While there are some exceptions to the rule, yes this is a problem. But much of what you are going to do with amateur radio links is amateur-related with a custom software stack.
Non-amateurs probably see this as a way to connect to the internet, while amateurs don't really see that as the point. There will be direct connections in some ways, but the same mindset that makes hardware from the ground up is going to be more interested in creating software stacks from the ground up and making gateways rather than simply using modern internet software on an amateur internet.
> When the big one hits, this might be the only Internet left. Unfortunately you have to have a license to use Ham Radio.
"The big one" implies nobody's going to care about licensure or not using the public airwaves for encrypted communications.
Which implies that, if it's less than the big one, the amateurs should have the basic good sense to leave the airwaves to the professionals, and not clutter the frequency bands.
In many cases, "amateurs" are the professionals. At a local university, all electrical engineering students are required to get a ham radio license. Many radio engineers are also licensed amateurs (how else do we get an amateur repeater on a 750 foot commercial tower?). It is designated as "Amateur" by international treaty, and that refers to its purpose, not necessarily the people involved.
For example, if you read the original article, I certainly wouldn't call the people doing all of that work "amateurs" in any sense other than the laws that apply.
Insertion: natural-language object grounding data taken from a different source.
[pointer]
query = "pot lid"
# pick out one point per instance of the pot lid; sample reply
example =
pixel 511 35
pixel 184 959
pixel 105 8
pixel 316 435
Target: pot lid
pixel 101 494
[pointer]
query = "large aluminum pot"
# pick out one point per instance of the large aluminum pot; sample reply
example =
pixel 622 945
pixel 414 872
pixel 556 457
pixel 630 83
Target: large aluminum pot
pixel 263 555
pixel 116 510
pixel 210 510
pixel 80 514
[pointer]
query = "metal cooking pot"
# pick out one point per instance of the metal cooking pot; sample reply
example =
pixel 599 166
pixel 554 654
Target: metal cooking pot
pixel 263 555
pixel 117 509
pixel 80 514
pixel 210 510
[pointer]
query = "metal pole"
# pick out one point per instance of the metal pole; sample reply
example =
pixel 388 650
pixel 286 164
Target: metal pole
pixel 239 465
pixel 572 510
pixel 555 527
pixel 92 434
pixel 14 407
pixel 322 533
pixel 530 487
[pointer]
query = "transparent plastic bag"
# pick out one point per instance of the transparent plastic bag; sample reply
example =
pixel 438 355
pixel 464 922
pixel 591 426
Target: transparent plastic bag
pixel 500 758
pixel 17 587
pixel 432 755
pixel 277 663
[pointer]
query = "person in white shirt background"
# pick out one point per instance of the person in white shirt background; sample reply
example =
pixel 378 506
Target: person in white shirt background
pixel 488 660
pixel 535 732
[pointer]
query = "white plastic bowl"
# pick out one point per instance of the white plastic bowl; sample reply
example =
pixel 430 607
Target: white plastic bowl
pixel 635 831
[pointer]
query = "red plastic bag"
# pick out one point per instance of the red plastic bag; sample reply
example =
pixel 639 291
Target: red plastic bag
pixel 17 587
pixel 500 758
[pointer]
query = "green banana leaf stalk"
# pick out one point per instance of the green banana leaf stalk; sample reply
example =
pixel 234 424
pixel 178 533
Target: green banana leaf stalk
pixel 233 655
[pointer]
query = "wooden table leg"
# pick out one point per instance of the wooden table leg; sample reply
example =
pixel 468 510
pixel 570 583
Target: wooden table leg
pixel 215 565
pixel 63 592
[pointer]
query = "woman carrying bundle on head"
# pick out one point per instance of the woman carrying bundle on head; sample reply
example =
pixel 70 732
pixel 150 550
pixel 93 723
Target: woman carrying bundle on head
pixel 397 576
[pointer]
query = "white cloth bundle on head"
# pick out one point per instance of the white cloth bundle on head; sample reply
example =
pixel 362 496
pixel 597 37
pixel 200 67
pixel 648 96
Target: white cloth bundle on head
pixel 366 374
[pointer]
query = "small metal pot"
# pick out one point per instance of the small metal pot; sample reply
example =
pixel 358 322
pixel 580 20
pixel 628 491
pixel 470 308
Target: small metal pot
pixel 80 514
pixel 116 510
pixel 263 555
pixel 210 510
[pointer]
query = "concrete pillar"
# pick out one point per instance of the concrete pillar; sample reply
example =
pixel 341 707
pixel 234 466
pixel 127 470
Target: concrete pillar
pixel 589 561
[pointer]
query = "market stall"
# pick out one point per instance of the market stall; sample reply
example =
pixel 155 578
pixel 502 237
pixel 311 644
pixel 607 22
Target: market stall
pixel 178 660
Edit: I'm sorry, I can't leave this one alone. Amateurs do not "clutter" the bands. They have specific frequencies they can use that do not interfere with military or other use. And as a first responder, I can tell you that a lot of "professional" radio usage is very unprofessional to the point of causing problems and even endangering lives. There are many cases where an experienced "amateur" can make much more efficient use of bandwidth than many professionals.
> the amateurs should have the basic good sense to leave the airwaves to the professionals
That's pretty unfair. Amateurs often help out with communications after natural disasters, and historically have often been the first to setup radio communication in areas struck by natural disasters.
Situations were HAM operators can get packet radio through but cell phone towers and land lines remain down are not unimaginable or unprecedented.
(edit it's possible we're confusing each other's meaning. "amatuer radio operator" typically implies "licensed amatuer radio operator", in the same sense of licensed amatuer pilots. It's possible (even very common) to be licensed but not a professional.)
Kind of funny because a friend of mine was doing Packet Radio TCP/IP around the time this article was written. He was an Amateur who installed some of the first "professionals", police cars with this technology.
> Unfortunately you have to have a license to use Ham Radio.
Fortunately, amateur licenses are easy to get and you can do most of what you would be able to do on a modest budget with an amatuer license (with some exceptions) :-)
Although many new hams still learn and use International Morse Code as it is very efficient and gets through a lot of noise. Also, individuals can build and actually understand simple CW transceivers. It's a very basic technology that works across nationalities and languages once you learn the q codes, abbreviations and prosigns. No computers or networks required, just a bit of knowledge and practice.